Esta aseveración de la Sentencia es incierta. El testigo sr Mauricio no pudo afirmar que el importe de la imposición pignorada se abonó al cliente en esa fecha de 28 de abril de 2010. Todo fueron dudas y meras suposiciones. Y cuando SSª le preguntó al testigo que es lo que puede afirmar con rotundidad, éste dijo que solo podía afirmar que el BANCO compró 19 viviendas a ARQUIDELLA SL cancelando los préstamos hipotecarios que se adeudaban, añadiendo ' Y nada más'. Lo vemos seguidamente: Minuto 25#,21'.- El sr Mauricio dice que no tiene ninguna confirmación de que ese ingreso de 100.000 euros fuera la cancelación de la pignoración de esa imposición a plazo.

Minuto 25#43'.- El testigo admite que esos 100.000 euros pudieron venir de una venta de títulos de mi mandante.

Minuto 28#,30' Dice que no tiene ninguna constancia de que se haya producido la tramitación de la cancelación de la pignoración en el BANCO.

Minuto 29#,22'.- Reconoce que sería necesario suscribir un documento de cancelación de esa pignoración.

Minuto 32#,5'.- Admite que no ha podido averiguar de dónde viene ese traspaso de 100.000 euros.

Minuto 33#,30'.- Admite el precario estado de salud de D. Valeriano , y su pérdida de visión.

Minuto 37#,30'.- SSª dice al testigo que todo son suposiciones, y que manifieste qué puede afirmar con rotundidad.
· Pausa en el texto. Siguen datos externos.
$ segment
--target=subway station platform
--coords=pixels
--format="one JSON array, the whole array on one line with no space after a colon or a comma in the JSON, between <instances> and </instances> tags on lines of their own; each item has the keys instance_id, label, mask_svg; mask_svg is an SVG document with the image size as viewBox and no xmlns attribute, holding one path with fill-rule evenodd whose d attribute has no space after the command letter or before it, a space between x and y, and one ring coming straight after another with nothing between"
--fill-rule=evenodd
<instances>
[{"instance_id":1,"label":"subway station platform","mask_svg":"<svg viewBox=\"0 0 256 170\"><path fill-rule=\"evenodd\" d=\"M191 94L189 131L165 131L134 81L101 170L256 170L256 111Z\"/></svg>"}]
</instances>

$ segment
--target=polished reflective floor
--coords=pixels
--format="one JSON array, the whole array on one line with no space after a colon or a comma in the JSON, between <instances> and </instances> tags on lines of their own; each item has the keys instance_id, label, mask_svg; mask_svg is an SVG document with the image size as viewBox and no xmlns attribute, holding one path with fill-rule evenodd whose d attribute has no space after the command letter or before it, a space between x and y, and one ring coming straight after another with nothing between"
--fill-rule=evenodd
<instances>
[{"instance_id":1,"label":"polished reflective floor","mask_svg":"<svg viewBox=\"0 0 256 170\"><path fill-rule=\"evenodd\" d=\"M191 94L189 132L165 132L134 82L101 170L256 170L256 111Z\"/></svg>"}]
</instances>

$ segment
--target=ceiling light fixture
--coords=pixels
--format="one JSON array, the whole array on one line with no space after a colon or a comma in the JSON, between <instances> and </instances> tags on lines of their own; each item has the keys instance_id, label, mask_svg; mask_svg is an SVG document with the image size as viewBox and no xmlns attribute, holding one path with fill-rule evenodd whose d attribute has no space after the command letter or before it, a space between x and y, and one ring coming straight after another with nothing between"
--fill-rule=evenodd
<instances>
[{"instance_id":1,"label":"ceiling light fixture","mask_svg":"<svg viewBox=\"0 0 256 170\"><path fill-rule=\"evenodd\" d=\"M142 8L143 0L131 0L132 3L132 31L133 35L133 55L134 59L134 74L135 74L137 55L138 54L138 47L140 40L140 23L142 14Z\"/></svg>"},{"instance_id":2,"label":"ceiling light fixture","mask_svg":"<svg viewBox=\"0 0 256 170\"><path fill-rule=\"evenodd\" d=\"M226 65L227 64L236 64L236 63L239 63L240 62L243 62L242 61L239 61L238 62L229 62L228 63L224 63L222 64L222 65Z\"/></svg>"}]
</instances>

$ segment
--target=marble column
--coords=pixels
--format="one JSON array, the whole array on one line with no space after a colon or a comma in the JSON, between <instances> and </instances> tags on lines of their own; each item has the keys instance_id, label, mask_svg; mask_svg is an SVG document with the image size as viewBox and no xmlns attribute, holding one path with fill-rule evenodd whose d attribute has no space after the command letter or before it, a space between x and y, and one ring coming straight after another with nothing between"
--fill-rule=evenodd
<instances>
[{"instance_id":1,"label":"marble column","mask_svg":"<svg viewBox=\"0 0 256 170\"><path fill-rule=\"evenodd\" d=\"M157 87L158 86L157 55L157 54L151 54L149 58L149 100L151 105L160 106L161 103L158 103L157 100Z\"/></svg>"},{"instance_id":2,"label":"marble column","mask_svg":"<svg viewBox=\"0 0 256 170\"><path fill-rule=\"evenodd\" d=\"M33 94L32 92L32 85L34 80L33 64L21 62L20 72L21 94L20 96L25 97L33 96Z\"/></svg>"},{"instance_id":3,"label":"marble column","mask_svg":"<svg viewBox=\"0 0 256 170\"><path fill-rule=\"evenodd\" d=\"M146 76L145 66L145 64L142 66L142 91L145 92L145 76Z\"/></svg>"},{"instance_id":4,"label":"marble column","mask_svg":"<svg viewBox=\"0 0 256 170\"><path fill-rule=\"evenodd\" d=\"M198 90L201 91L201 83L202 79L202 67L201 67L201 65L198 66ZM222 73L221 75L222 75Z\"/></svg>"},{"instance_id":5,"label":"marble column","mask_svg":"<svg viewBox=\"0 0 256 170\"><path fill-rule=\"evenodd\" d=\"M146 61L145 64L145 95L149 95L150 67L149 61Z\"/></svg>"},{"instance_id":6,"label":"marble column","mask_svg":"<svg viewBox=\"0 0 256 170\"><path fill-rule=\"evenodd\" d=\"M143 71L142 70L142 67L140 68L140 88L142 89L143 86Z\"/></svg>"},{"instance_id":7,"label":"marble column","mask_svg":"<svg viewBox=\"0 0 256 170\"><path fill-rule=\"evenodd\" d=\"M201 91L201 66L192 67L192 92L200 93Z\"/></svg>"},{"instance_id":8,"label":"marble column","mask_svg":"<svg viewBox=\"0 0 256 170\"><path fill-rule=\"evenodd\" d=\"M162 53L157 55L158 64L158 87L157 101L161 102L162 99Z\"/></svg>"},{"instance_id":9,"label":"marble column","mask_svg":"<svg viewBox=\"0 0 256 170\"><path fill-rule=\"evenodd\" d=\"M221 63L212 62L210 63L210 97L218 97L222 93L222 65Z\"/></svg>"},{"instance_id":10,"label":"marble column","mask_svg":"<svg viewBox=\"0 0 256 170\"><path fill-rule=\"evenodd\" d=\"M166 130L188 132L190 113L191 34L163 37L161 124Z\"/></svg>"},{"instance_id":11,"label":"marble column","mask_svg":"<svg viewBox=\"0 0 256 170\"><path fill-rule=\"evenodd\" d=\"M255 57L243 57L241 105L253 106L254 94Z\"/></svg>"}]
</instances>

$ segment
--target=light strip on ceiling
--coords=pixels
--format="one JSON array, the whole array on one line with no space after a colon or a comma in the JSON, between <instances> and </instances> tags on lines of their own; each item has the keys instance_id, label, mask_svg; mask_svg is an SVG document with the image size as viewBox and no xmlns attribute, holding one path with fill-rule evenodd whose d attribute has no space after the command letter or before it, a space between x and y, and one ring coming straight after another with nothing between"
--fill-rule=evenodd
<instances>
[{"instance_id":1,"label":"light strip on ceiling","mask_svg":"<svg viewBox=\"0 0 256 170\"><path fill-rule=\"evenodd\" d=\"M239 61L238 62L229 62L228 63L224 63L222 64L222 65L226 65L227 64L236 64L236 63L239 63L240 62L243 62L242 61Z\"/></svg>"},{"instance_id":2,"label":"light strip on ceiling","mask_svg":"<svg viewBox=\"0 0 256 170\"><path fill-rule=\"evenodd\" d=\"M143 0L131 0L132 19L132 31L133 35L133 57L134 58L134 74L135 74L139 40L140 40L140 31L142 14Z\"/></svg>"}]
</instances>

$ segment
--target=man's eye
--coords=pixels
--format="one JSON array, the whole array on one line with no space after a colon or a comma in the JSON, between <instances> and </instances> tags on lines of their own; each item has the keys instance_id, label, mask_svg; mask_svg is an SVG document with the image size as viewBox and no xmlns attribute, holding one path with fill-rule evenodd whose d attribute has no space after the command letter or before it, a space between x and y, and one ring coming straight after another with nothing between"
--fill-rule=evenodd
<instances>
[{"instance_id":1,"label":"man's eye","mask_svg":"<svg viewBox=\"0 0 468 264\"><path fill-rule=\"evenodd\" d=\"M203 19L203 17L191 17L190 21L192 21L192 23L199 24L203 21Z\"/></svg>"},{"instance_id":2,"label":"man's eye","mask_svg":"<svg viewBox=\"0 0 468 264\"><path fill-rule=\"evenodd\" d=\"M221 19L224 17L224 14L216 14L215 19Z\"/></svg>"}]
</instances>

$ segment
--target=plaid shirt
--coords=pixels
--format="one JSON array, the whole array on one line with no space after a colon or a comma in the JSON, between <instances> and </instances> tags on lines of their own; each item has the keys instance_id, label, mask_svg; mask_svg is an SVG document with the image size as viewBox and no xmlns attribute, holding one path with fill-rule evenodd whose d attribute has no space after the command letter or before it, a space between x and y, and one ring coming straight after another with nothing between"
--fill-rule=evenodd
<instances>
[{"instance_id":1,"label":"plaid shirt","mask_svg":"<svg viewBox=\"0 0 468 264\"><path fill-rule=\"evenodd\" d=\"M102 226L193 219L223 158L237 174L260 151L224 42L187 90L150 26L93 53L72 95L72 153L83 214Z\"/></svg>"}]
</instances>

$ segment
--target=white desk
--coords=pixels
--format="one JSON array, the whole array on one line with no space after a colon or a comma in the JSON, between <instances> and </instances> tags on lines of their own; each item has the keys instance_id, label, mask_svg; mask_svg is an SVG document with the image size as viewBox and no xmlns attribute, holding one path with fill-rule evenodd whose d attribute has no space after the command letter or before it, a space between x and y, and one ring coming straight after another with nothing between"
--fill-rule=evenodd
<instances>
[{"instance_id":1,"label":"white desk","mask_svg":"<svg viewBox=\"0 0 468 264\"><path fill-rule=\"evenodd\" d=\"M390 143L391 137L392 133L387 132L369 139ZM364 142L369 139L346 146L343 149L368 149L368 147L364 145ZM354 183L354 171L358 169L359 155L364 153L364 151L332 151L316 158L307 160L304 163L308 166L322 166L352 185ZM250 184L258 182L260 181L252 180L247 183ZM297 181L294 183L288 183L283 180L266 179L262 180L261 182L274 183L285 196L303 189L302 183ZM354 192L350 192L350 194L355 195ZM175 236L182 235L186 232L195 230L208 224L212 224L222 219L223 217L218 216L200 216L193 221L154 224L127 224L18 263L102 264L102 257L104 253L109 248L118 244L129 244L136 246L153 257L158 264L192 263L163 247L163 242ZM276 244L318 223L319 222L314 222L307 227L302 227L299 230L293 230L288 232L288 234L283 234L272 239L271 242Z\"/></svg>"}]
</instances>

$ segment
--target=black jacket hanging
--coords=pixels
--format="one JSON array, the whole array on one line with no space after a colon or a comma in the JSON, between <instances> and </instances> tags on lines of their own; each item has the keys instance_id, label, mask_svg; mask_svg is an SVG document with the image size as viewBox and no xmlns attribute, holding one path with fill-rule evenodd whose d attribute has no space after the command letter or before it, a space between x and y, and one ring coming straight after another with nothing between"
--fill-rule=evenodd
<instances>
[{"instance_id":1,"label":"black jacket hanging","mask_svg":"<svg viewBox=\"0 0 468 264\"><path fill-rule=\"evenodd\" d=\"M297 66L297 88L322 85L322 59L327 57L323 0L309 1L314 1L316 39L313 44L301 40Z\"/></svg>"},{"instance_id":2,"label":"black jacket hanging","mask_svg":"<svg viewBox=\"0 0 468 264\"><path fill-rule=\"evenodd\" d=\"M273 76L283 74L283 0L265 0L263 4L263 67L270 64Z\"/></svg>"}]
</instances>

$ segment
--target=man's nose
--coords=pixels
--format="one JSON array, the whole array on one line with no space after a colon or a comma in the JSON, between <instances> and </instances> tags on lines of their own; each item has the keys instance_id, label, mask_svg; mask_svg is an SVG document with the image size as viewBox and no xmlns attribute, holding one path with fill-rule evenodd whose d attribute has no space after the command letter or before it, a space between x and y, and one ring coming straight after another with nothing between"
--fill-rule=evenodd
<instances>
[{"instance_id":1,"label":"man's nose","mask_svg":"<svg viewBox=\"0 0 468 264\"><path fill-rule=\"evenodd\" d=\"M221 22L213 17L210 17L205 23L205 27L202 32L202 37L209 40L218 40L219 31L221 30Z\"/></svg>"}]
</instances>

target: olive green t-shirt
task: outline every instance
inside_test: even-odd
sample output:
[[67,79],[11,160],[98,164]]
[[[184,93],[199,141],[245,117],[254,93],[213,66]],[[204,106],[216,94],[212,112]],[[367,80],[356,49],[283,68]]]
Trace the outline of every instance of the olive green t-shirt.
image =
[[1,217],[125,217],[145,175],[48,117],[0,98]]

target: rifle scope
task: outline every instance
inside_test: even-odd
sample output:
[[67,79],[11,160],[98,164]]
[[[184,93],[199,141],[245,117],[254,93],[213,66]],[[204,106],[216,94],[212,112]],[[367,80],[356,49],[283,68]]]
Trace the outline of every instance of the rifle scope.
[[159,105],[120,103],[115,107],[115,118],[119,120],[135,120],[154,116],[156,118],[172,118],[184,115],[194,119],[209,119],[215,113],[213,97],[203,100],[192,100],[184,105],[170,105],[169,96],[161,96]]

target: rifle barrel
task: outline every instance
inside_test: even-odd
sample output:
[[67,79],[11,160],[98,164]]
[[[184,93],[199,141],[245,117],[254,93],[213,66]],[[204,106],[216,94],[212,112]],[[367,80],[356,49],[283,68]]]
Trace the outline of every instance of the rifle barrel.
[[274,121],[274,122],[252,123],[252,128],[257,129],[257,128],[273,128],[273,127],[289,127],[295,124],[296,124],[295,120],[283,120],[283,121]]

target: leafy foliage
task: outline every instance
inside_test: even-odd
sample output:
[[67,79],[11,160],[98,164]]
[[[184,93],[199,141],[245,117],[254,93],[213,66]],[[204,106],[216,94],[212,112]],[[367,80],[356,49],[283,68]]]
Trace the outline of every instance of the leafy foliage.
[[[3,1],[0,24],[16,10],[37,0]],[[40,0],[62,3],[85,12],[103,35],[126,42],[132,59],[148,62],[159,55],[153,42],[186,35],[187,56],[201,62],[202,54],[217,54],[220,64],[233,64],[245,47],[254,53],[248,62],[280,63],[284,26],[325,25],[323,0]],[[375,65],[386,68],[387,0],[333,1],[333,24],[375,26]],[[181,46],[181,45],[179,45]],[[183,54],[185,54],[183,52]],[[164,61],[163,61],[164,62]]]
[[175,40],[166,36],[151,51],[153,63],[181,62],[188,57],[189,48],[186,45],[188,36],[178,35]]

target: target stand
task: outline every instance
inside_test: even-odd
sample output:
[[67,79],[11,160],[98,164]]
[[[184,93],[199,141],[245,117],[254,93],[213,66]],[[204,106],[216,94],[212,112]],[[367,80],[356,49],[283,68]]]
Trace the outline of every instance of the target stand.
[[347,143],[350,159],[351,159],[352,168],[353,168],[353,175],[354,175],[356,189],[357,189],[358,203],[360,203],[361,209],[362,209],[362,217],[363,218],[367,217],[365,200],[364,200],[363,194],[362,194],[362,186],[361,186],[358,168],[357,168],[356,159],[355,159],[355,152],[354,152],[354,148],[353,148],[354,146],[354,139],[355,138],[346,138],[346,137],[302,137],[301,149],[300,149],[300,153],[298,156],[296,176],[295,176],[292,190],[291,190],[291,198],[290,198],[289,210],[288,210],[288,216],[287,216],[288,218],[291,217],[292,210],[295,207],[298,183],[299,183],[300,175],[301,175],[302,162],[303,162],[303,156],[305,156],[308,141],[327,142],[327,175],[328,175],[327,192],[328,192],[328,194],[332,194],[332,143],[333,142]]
Y el testigo responde que puede afirmar con rotundidad que el BANCO procedió a la compra de las viviendas de Elda a ARQUIDELLA SL para cancelar los préstamos hipotecarios, y añade 'y ya está'.

Minuto 38,25'.- Dice el testigo que lo demás no lo puede asegurar.

Como se observa comete la Sentencia un muy trascendente error al valorar la prueba testifical, manifestando que el testigo 'asegura' que con el ingreso de esos 100.000 euros el 28-04-2010 se canceló la pignoración de esa imposición a plazo. Nada más lejos de la realidad. El testigo no tiene ni un solo dato de que fuera así, y lo ignora absolutamente.

Lo hubiera sabido el director de la oficina de Alzira en el año 2010, si el BANCO hubiera aportado los datos de identidad para que el juzgado lo citara, como se le ordenó en la audiencia previa, a instancias de la prueba propuesta por esta parte. Pero nuevamente, cuando al BANCO no le conviene una prueba, la oculta, demostrando mala fe procesal.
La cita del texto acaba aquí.